Compaq narrowly edged out Sun Microsystems and IBM, each with 21 percent of the market, and Hewlett-Packard, with 19 percent, according to figures released this week from IDC.

"We have four companies competing very aggressively in this market, and it's a very, very tight race," said IDC analyst Chris Willard. "In 2001, Compaq nosed out the competition. However, it came right down to the wire."

The high-performance computing market spans computers a notch more powerful than workstations all the way up to multimillion-dollar supercomputers. While it's not the biggest slice of the computing market, it's important because the cutting-edge machines are an indication of the future technological strength of more mainstream designs.

Compaq also led in 2000, but the margin was slim then, too. "The differences between the top four players are minimal," separated merely by the revenue a company could earn in a good month of sales, Willard said.

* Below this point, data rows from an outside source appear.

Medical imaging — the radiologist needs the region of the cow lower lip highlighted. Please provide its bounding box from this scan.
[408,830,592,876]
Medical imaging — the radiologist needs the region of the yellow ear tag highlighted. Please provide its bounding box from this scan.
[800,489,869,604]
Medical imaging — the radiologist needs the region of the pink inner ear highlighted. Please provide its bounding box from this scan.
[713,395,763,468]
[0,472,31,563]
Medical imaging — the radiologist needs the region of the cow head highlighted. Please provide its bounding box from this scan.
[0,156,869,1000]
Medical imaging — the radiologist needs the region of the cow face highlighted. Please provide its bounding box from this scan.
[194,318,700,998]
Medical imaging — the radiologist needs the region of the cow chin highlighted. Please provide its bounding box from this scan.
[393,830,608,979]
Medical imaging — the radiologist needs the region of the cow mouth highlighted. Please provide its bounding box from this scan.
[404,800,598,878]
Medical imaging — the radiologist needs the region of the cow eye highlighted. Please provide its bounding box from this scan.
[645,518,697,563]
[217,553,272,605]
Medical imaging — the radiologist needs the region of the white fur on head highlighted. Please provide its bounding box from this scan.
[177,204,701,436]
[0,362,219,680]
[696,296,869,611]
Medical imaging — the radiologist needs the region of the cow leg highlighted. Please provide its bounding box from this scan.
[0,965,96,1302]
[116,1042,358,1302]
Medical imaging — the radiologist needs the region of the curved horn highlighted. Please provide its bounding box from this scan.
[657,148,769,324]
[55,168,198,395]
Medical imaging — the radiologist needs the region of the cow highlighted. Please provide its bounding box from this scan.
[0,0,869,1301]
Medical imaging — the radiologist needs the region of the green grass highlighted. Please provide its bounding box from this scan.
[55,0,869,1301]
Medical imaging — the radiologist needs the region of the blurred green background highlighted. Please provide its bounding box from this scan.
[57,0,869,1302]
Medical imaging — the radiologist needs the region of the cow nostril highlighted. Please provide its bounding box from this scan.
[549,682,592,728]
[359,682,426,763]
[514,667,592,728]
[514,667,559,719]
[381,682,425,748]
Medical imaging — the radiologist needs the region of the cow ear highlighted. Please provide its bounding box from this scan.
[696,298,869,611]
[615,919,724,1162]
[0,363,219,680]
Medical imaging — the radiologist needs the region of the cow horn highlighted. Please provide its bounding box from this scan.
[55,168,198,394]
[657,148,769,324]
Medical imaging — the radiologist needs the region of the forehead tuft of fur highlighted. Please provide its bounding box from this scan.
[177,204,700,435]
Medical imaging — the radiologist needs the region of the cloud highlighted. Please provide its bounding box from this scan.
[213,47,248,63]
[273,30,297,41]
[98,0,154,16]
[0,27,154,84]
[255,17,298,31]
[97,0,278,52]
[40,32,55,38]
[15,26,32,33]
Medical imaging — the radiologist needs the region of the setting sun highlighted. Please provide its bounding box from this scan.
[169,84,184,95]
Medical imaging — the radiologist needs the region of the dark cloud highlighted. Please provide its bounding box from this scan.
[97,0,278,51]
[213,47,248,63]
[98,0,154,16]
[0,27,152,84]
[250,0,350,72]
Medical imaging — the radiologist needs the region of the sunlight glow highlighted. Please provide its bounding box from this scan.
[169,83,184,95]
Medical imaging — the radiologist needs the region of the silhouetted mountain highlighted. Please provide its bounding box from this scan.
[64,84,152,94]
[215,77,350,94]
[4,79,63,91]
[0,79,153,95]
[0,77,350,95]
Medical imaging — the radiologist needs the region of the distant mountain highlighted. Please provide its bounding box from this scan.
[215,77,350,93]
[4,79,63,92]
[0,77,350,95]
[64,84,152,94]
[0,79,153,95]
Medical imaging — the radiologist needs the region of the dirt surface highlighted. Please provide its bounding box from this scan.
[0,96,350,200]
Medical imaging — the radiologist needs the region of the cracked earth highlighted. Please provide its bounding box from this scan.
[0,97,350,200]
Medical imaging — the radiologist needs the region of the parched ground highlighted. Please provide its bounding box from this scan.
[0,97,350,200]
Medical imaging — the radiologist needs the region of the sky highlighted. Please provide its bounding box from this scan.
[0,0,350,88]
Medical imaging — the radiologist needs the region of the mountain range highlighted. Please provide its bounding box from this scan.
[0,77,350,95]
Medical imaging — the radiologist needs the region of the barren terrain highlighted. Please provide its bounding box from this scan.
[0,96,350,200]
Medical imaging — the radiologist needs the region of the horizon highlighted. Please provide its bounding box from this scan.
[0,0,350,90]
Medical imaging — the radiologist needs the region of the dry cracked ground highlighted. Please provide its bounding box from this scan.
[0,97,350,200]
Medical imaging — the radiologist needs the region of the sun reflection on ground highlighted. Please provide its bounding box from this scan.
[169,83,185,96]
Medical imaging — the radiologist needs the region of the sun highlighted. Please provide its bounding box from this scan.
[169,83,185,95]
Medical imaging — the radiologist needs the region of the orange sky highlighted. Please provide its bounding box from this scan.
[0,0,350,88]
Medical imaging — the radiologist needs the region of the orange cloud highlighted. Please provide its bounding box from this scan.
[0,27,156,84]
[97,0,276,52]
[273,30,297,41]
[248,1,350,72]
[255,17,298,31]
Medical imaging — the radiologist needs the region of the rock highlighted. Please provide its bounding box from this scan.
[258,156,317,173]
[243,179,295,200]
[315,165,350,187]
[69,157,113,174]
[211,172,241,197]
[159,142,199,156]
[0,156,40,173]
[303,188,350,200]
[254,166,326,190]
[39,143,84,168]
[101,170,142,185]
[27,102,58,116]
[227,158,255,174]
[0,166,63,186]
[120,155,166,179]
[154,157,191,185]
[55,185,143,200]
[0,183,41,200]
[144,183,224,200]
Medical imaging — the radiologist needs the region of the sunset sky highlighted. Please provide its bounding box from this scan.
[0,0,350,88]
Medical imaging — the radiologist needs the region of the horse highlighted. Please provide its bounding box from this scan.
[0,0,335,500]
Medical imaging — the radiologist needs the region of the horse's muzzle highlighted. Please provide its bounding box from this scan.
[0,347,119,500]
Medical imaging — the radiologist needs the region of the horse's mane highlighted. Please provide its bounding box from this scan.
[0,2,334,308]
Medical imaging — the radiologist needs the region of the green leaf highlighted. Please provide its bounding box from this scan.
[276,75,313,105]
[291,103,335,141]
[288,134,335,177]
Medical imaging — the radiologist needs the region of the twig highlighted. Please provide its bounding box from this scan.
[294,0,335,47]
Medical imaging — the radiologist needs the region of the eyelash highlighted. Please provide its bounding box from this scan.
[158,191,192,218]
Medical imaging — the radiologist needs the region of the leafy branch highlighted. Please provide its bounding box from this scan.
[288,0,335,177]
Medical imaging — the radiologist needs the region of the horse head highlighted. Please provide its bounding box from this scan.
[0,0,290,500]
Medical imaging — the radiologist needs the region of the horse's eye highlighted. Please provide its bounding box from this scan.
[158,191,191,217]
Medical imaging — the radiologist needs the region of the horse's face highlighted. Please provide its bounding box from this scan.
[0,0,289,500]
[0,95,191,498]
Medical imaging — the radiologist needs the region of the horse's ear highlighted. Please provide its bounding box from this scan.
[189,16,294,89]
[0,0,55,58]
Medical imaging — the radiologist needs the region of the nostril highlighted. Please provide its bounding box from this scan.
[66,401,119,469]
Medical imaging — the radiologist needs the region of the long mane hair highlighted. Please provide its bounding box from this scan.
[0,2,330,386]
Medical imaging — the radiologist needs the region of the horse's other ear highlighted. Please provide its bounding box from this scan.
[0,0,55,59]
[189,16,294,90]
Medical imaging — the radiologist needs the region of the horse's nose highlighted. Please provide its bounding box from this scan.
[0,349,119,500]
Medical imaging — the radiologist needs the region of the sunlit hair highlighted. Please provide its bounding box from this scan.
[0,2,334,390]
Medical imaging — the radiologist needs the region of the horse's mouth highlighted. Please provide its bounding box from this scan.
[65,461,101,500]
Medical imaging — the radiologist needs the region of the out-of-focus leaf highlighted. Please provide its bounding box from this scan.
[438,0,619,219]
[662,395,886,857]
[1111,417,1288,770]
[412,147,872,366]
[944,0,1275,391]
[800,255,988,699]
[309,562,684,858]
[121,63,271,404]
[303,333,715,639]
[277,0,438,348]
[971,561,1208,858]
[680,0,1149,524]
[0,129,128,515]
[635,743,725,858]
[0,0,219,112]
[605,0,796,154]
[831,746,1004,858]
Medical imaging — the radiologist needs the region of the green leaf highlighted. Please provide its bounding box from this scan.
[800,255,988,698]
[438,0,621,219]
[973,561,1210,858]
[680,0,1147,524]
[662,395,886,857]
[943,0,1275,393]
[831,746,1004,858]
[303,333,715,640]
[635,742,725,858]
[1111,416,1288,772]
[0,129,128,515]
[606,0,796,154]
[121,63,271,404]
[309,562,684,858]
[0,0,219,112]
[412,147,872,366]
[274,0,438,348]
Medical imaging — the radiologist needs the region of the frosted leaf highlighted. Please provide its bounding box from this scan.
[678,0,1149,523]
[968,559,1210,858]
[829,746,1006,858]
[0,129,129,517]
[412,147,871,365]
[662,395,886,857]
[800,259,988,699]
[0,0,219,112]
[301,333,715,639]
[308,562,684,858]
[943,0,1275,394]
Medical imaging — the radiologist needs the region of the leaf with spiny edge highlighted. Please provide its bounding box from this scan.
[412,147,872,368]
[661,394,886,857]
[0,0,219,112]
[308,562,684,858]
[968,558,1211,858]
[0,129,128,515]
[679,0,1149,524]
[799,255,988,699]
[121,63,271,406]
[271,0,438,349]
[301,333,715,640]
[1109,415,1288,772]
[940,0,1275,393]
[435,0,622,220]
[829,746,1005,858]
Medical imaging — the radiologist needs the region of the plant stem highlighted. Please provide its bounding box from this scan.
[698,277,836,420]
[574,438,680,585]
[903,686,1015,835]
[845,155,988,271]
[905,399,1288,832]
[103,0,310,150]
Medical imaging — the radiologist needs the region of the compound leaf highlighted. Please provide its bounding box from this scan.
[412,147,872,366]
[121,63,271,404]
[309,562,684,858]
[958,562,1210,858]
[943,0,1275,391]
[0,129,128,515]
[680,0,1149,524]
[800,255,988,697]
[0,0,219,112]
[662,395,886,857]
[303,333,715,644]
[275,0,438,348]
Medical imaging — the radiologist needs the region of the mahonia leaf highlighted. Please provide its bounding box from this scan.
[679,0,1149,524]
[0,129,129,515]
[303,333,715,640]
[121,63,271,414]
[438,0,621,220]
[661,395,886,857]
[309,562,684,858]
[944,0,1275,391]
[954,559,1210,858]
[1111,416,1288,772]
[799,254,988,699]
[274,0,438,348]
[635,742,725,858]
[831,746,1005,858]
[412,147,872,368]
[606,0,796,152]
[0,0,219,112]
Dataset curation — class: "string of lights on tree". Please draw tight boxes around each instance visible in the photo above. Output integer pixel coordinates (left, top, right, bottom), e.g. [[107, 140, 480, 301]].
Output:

The total worldwide market dropped 16 percent from $6.1 billion in 2000 to $5.1 billion in 2001, Willard said. However, IDC expects midsingle-digit percentage growth in 2002.

"We are predicting a return to positive growth this year," he said, based in part on strong sales in the fourth quarter.

Indeed, those fourth-quarter sales were what allowed Compaq to unseat Sun, which was top-ranked for the first nine months of 2001.

Compaq was helped through the recession by government buyers, traditionally the largest segment of the company's sales, said Ty Rabe, director of high-performance technical computing solutions at Compaq. "The government spending has been a stable point in the recent turbulent time," with some buying spurred by increased security concerns.

Compaq's slight edge chart The private sector now is picking up somewhat as well. "We're not seeing a huge surge, but we're recovering from the post-Sept. 11 trauma," he said.

Compaq, with its respected Alpha chip, has been strong in the high-performance market. But the company is putting an end to the Alpha line with a plan to move to Intel's Itanium chip family instead. In 2005, Itanium systems will be preferable in terms of performance, he said.

But switching to the new chip will require customers to rewrite software that Itanium can understand. The customers include organizations such as national laboratories that write their own programs as well as companies that sell their software to others.

Biosciences companies, which use supercomputers to try to decode genetic information, predict protein formation, and design new drugs, have now matched government customers in spending, Rabe said. Compaq expects that ultimately biosciences will move ahead and account for half of Compaq's high-performance computing sales.

Compaq apparently is different from the overall industry, though. IDC predicts life sciences to account for 30 percent of sales by 2005.